Parents learn the risks and talk about them often with their teens.
Teens get smart about drugs and promote safe, healthy lifestyles to their peers.
Schools teach about drugs and healthy decision-making in a drug-free environment and provide substance use counseling services to students when needed.
Coaches promote programs like VAASA — peer leadership program in which high school varsity athletes pledge to remain alcohol and drug free. The athletes are trained to address younger students as positive role models.
Mental Health Professionals help to educate the community about risks, signs and symptoms of addiction through bulletins and community forums.
Pediatric Offices screen for drug use disorders as part of a physical exam. Counsel your teen and tween patients about the risks and harms associated with alcohol and marijuana use.
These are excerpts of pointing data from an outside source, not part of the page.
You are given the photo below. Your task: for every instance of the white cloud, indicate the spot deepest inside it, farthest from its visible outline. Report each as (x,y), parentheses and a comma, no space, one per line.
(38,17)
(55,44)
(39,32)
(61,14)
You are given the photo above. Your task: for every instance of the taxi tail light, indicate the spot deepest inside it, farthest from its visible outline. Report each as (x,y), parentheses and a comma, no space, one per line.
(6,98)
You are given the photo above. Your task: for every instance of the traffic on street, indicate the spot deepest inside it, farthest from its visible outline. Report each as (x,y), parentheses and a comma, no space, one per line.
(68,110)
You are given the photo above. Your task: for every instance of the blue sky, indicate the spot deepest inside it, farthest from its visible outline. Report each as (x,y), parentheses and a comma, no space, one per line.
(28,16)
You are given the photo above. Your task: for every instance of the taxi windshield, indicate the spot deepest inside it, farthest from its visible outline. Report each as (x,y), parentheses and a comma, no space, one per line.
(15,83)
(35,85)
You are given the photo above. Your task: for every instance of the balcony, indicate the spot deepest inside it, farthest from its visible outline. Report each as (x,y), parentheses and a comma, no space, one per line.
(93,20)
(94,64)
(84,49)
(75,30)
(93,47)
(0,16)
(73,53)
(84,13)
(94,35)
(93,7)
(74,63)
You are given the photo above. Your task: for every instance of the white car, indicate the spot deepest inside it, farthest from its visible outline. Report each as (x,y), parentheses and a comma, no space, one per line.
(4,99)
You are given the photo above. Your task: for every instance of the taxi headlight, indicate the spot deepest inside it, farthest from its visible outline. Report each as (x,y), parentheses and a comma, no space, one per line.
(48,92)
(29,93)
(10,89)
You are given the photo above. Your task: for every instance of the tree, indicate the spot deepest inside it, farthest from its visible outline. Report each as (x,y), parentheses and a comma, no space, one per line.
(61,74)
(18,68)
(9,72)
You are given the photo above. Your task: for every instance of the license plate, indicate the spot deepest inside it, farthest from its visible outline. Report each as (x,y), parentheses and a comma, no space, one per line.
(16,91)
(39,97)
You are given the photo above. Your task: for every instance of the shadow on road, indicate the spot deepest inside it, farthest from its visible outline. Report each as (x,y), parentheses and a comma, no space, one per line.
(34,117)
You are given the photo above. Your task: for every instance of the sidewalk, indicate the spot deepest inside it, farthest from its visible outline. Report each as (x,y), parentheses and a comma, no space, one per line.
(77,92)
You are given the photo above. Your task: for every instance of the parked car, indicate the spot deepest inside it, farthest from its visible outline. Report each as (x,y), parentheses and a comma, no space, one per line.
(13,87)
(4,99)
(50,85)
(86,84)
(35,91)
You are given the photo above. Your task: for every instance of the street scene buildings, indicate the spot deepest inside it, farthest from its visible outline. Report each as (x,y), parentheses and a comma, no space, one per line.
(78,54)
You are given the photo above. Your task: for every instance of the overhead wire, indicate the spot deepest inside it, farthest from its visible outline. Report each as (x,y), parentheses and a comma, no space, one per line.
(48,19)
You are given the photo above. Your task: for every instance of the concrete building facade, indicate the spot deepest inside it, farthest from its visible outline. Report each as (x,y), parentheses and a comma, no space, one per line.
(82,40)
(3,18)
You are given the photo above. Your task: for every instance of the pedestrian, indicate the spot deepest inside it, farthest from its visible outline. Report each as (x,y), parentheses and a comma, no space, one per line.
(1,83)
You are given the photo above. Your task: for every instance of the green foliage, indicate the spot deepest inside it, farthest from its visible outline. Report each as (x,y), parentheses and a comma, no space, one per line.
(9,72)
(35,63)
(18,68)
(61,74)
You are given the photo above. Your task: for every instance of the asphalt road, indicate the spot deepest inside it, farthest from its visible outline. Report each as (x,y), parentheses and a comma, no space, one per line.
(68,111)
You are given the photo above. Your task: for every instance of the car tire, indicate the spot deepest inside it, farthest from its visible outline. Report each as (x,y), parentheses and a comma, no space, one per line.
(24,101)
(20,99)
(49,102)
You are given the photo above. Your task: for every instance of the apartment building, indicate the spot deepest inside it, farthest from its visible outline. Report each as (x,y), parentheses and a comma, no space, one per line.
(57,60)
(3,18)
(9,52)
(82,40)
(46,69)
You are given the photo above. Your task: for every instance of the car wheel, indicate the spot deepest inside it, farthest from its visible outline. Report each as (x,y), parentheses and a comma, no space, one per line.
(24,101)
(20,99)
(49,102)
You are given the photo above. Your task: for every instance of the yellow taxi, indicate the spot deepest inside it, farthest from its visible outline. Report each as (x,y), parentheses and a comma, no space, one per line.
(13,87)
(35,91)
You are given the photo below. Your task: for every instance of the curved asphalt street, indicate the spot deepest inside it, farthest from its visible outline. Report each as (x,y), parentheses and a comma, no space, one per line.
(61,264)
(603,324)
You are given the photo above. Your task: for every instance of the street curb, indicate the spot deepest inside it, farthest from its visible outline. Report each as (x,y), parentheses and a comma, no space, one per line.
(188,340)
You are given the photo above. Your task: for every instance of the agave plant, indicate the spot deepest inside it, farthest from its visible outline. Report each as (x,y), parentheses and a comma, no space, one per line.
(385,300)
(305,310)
Businesses hire youth, co-sponsor prevention programs, and maintain a zero-tolerance policy in the workplace. Liquor stores and tobacco retailers check IDs. All those who serve alcohol are required to complete the Responsible Beverage Service training, please contact SPC regional coalition about these trainings.
Youth Organizations and Faith Communities offer youth programs, co-sponsor prevention programs, and promote prevention among their members.
Law Enforcement use Best Practices for enforcing substance use laws and ordinances, serve as a school resource, and train Drug Recognition Experts (DREs).
Town Government enacts and funds the enforcement of ordinances and policies known to reduce and prevent underage substance.
Help Prevent Rx Drug Misuse
Dispose of Rx Medicines Safely. Use the MedReturn dropboxes in Southern Providence County located at local police departments, the RI State Police Barracks and all 24-hour CVS Pharmacies. Dispose of unused and expired prescription patches, prescription medications, over-the-counter medications and samples — including pet medications. It’s just too risky to leave them hanging around. Free, anonymous, no questions asked.